Ho letto che Mauro Uliassi, ultimo chef salito nell’olimpo dei tristellati, ha riconosciuto l’ispettore della Guida Michelin. Lo ha dichiarato en passant, tra ricordi e flussi di coscienza – tanto che la cosa è passata inosservata – in una lunga intervista rilasciata a Cook, l’allegato di cucina domani in edicola con il Corriere della Sera.
Un’esaustiva testimonianza sull’essere cuochi con l’obiettivo della terza Michelin (quella che ha ottenuto, proprio lo scorso autunno, il suo “Uliassi” di Senigallia, caldeggiata da tantissimi, noi compresi), oserei dire la confessione di una (mezza) carriera vissuta in funzione di quella. Provo a riassumervela, per punti:
- Ottenere il riconoscimento più ambito dalla Rossa a 60 anni, anziché a 40, è una scocciatura, “ti chiamano ovunque e tu hai meno energie da spendere”. Questo punto non è fondamentale ai fini del racconto, ma glieli avreste dati 60 anni a Uliassi? Io no, e d’altronde nemmeno me lo vedo a spadellare per gli sponsor o filantropare per un cachet televisivo;
- La scalata, una stella dopo l’altra, è un lavoro lungo, metodico, con meccanismi in parte modificati. E anche sfinente, tanto che si arriva a dire: “Se a novembre scorso non fossi riuscito a prendere le tre stelle, avrei mandato tutti a quel paese, reggere questi ritmi ora che non sono più un ragazzetto non è facile”. Del tipo: “Ma come, non vedete che sto facendo tutto per prendere la terza stella? Sapete che c’è, che se non me la date mi apro un chiosco di Gelati Algida”. Come se senza il bacio della Michelin tutto il suo lavoro non avesse senso;
- Uliassi che ripercorre a ritroso l’attesa della sua (meritatissima!) terza stella riesce a trasmettermi la stessa sensazione che ho provato quando un amico, per scherzo, mi ha costretta a vedere le immagini di un parto bigemellare. Non voglio due gemelli e non voglio fare lo chef;
- Mauro Uliassi e Moreno Cedroni, i due vicini di casa chef – star, rosicano per le reciproche stelle. Uliassi “ci rimase malissimo” quando Cedroni vinse la seconda stella.
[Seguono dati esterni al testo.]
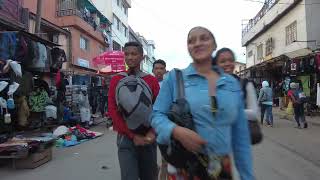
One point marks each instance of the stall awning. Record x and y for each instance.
(110, 62)
(299, 53)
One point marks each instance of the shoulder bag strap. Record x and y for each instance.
(180, 84)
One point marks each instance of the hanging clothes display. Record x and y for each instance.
(26, 84)
(317, 62)
(294, 67)
(318, 94)
(38, 100)
(21, 49)
(58, 56)
(305, 82)
(8, 44)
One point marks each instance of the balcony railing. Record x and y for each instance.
(252, 22)
(85, 10)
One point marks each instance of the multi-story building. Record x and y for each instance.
(117, 10)
(89, 30)
(281, 43)
(148, 50)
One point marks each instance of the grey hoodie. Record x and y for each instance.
(266, 95)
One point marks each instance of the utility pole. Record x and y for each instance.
(38, 17)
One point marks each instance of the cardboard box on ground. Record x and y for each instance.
(34, 160)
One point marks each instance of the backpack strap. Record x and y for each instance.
(140, 74)
(180, 84)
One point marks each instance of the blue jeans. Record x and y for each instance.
(137, 162)
(269, 116)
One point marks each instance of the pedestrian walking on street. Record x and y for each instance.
(298, 99)
(159, 70)
(225, 59)
(266, 101)
(216, 106)
(130, 100)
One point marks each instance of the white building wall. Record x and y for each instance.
(277, 9)
(278, 33)
(109, 8)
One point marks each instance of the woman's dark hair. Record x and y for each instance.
(219, 52)
(159, 61)
(134, 44)
(210, 33)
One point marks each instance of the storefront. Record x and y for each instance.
(280, 71)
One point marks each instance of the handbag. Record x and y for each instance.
(174, 153)
(256, 135)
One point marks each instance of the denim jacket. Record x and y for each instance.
(226, 132)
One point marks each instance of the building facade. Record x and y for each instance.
(148, 50)
(149, 57)
(282, 45)
(239, 66)
(117, 11)
(282, 27)
(89, 30)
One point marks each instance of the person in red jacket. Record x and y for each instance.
(137, 154)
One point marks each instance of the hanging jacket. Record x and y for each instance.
(8, 42)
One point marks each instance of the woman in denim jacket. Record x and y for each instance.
(223, 131)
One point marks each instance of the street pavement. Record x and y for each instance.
(286, 153)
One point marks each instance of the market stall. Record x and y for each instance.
(29, 66)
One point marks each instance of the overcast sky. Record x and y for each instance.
(167, 22)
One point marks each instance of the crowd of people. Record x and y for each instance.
(203, 118)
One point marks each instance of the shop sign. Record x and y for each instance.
(293, 66)
(83, 63)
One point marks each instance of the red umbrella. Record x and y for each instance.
(110, 62)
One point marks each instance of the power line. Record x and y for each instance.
(257, 1)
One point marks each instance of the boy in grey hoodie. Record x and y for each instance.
(266, 101)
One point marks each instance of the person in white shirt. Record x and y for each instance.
(159, 70)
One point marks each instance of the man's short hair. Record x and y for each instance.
(135, 44)
(159, 61)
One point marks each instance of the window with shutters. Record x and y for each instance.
(291, 33)
(260, 52)
(269, 46)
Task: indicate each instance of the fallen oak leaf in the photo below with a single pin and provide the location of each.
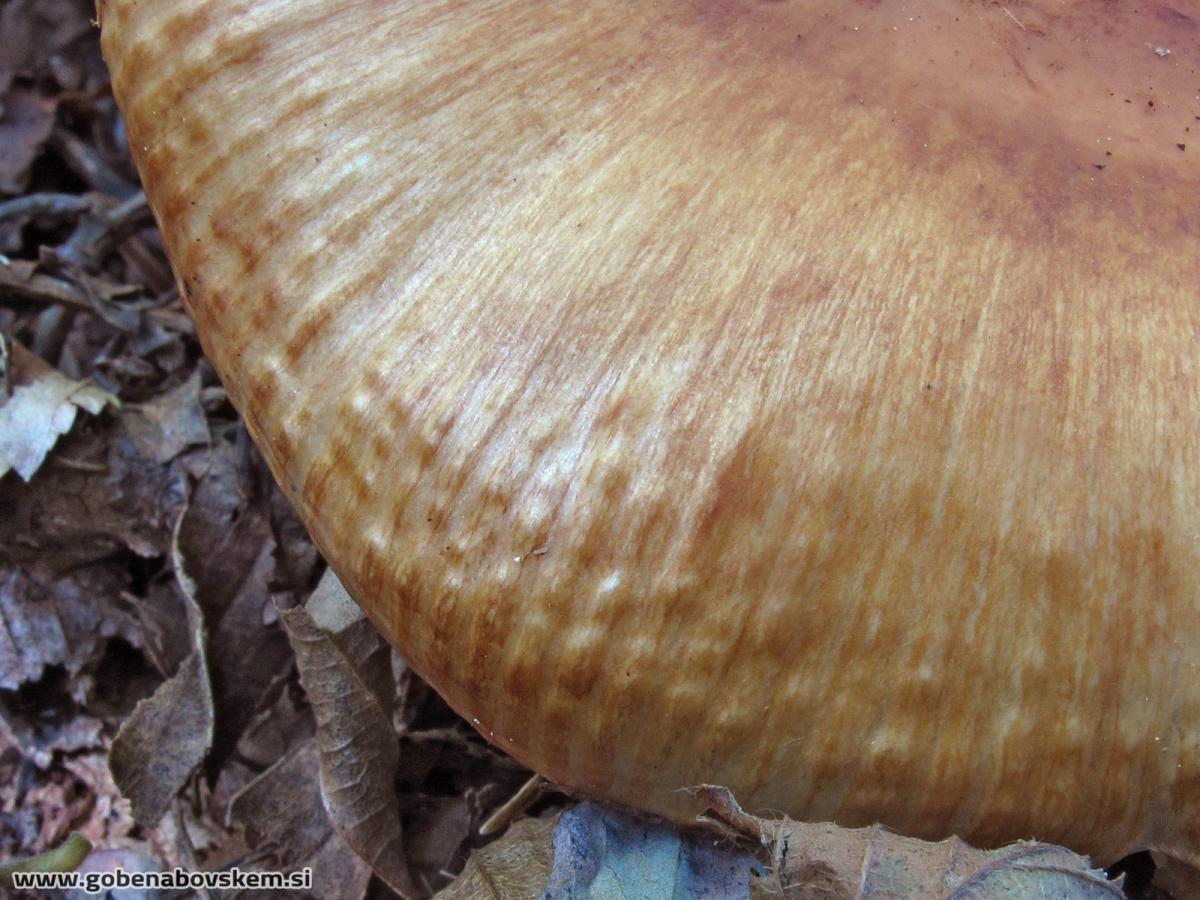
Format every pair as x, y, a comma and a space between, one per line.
516, 865
169, 732
165, 426
359, 749
282, 814
42, 407
811, 859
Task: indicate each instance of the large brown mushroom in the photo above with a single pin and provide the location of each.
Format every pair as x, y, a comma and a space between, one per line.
797, 396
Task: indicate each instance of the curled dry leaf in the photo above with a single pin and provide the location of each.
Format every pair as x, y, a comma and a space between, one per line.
282, 814
168, 733
517, 865
42, 407
165, 426
359, 751
823, 861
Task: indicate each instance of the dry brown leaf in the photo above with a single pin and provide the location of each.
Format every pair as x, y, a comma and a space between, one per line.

Poi, la rivelazione. Il segreto di Pulcinella, per la verità, che però chi bazzica nel settore gastronomico, a titolo qualsiasi, non osa certo mettere nero su bianco: che il titolo di “ispettore” dei critici della Michelin faccia più che altro folkolore e non corrisponda a un anonimato assoluto osiamo dircelo nell’orecchio, con una mano davanti alla bocca.
Eppure rivela lo chef, rimandando alla mente il calvario prima del traguardo: “Nel 2013 viene qui un ispettore della Michelin, dopo aver pagato si presenta e ci dice di aver mangiato il miglior menu di caccia d’Europa. Così ci invita ad alzare l’asticella. Io convinco la brigata a ingranare la quinta. Dobbiamo stare concentrati, seri, coerenti, dico a tutti. Piano piano il gruppo, fino all’ultimo lavapiatti, si fa coinvolgere”.
L’ispettore anonimo si presenta e dice come aggiustare il tiro? Ma cosa ho appena letto?
Poi lo spannung, il momento di massima tensione (finalmente), che coincide con la sera della scorsa estate in cui Juliane Caspar (epiteto scelto dalla giornalista: “La famosa tedesca”. E in effetti è nota, ma gli ispettori non erano in incognito?) ha tagliato la testa al toro. Arrivata “dalla Francia a dare l’assenso all’assegnazione della terza stella”, si è seduta al tavolo di Uliassi, ponendo così fine alle sue sofferenze.
“La riconobbi quando lessi il nome sulla carta di credito. Era stata una serata magica, luce perfetta, grande quiete, tutti i clienti si complimentavano. Lei era stupita, soprattutto dagli spaghetti affumicati con vongole e datterini arrostiti”.
Un lieto fine. L’anonimato degli ispettori è andato a farsi benedire, ma questa terza stella mi sembra davvero una benedizione. Iniziavo ad avere il magone.